Un exemple serait lorsque j’ai joué Nebula dans les films Marvel : « D’accord, elle est une sœur bouc émissaire dans cette dynamique familiale toxique. Elle a une sœur en or, ce qui peut être dévastateur pour l’enfant bouc émissaire qui est accablé par tout ce qui ne va pas dans la famille, jamais assez bien. C’est quelque chose que j’ai pu explorer pendant neuf ans au fil de nombreux films, et cela influence tout ce que je fais dans les scènes. Il s’agit de découvrir plus de choses à l’intérieur de cela.

Et vous êtes enfant unique – ce n’est pas comme si vous aviez une expérience de vie sur laquelle vous appuyer.

Je ne l’ai certainement pas fait. J’ai gagné à la loterie avec mes parents – je veux dire, c’est tout simplement génial, ils ne sont définitivement pas comme Thanos. [Laughs] Je ne peux pas vraiment m’appuyer sur mes propres expériences là-bas, mais je connais des gens qui ont été considérés comme des boucs émissaires au sein de leurs familles, et c’est quelque chose sur lequel j’ai fait de nombreuses recherches. J’ai pu me mettre à leur place.
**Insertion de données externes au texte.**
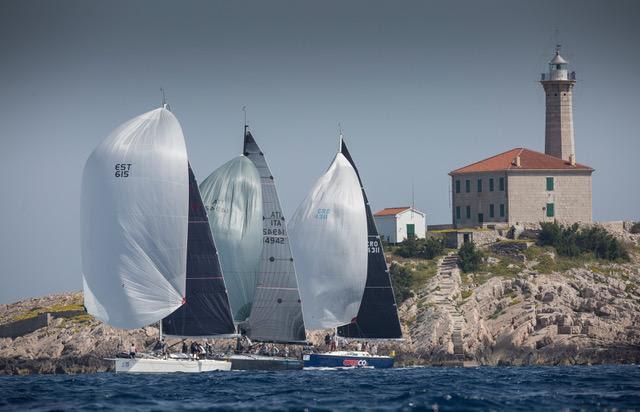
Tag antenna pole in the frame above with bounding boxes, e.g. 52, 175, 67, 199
338, 122, 343, 153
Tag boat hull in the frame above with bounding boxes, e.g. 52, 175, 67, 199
229, 354, 303, 371
303, 352, 394, 369
112, 357, 232, 373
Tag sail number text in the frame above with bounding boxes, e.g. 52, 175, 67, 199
368, 240, 380, 254
114, 163, 132, 178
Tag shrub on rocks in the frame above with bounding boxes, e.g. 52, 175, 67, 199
458, 242, 483, 273
538, 222, 630, 262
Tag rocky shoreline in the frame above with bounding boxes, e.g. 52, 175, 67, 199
1, 229, 639, 375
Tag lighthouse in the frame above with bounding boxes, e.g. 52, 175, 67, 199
541, 45, 576, 163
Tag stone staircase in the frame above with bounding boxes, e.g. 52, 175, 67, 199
433, 253, 466, 361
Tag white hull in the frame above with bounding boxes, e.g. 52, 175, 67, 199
111, 357, 232, 373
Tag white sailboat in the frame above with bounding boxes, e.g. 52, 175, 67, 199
289, 141, 368, 331
291, 135, 399, 369
81, 104, 234, 373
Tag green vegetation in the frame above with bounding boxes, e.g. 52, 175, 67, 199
395, 236, 445, 260
460, 290, 473, 300
630, 222, 640, 234
488, 308, 503, 320
538, 222, 629, 261
390, 263, 414, 304
458, 242, 483, 273
12, 301, 85, 322
389, 260, 438, 304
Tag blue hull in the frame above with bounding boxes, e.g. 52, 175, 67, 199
303, 353, 394, 369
Plusieurs films de super-héros ont connu un succès récent. Les « Gardiens » les plus récents ne l’ont pas fait. Quel est le secret de cette franchise qui continue de prospérer là où d’autres sont à court d’essence ?

C’est James Gunn. Ce n’est pas un grand secret, tout le monde le sait. C’est un écrivain et cinéaste tellement brillant, et ces personnages sont des extensions de lui. C’est tout lui.
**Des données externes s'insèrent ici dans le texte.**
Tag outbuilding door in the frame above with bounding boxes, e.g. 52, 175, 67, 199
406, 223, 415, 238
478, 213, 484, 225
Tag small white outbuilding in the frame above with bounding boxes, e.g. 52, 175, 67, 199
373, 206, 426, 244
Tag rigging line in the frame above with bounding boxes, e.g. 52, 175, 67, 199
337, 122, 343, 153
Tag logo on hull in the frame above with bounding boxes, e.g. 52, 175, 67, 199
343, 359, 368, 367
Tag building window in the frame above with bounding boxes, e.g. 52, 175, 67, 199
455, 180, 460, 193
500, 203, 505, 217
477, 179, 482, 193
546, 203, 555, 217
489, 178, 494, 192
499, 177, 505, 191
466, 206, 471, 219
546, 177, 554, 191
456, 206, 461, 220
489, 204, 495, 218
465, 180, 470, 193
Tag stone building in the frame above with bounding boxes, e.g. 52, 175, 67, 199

Lorsque je lis les commentaires YouTube sur vos vidéos, l’une des réponses les plus courantes est que vous semblez très terre-à-terre. En te parlant, j’ai aussi ce sentiment.

Ma mère sera très heureuse que vous disiez cela ; elle apprécie vraiment [staying down-to-earth], c’est probablement pour cela que je l’apprécie. Mais non, je viens d’un milieu très ouvrier et je ne vais pas me laisser entraîner dans toutes ces conneries. Absolument pas.